Overhead, the plumber was clanking pipes, and it occurred to me that the name really did say it all. Spink! the pipes went. Kunkle! In the living room, a boom box was playing alternative rock — probably the first time these walls had ever heard such a sound. “Listen to this one,” a kid was saying — talking to his mother, I think. She had started packing the books. “This song comes from before their lead singer went crazy. Okay? Now, this next one … wait a sec. This next one is after he went crazy. Hear that? Can you tell the difference? Well, then, let me play it again. See, this is before he went crazy. This next …”

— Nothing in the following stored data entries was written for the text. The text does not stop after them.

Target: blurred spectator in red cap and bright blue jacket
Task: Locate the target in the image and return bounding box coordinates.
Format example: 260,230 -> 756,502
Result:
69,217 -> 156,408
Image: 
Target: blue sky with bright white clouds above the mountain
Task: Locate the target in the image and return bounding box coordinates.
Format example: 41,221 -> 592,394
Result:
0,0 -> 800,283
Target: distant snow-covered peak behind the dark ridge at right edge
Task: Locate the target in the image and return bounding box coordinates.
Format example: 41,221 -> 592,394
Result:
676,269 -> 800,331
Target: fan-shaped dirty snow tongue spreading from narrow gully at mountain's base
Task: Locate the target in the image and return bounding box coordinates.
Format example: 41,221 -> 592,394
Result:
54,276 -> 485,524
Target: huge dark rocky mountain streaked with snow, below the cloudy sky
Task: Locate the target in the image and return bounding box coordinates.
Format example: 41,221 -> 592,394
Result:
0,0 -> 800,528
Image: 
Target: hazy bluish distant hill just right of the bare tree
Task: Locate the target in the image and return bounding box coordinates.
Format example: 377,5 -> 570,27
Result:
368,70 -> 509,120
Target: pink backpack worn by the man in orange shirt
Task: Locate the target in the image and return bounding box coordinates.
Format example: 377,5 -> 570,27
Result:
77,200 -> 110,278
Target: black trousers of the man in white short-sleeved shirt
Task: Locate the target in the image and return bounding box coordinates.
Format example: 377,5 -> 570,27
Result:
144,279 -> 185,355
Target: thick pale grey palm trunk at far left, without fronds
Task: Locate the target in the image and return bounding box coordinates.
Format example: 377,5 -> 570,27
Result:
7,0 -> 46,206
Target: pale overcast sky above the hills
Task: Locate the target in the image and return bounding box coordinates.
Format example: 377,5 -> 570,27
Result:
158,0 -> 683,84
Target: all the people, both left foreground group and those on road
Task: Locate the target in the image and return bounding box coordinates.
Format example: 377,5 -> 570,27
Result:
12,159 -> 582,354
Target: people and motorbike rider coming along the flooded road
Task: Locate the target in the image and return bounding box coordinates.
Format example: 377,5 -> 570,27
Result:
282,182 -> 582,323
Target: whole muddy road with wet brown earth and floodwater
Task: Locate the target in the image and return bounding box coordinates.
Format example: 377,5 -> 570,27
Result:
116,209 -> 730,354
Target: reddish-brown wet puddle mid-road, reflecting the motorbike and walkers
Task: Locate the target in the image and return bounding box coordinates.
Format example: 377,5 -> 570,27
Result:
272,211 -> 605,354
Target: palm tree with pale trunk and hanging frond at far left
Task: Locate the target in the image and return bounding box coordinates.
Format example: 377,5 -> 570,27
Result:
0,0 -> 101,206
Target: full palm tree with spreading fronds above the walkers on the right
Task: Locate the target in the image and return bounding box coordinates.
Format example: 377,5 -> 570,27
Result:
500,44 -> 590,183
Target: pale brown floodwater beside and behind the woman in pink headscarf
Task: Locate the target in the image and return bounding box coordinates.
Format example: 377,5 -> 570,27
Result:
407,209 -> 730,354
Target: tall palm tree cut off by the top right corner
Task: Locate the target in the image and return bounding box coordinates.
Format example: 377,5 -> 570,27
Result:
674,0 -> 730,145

The bearded husband wandered into the kitchen, opened the fridge, and gazed into it. Then he closed it and wandered off. I still hadn’t heard him speak. Upstairs, the baby was crying, and somebody told her, “Aw, now. Aw, now.” (It sounded to me like the plumber.) I found a length of white flannel in a drawer — the kind you’d spread beneath a tablecloth for protection — and took it out to the foyer and draped it over the Twinform’s shoulders. She gaped at me round-eyed, as if I’d been presumptuous.
Suppose my great-grandfather was walking down the street one day and who did he see but his angel, the woman with the golden braid. “Miss!” he’d cry. “Miss! Wait up! I never thanked you.”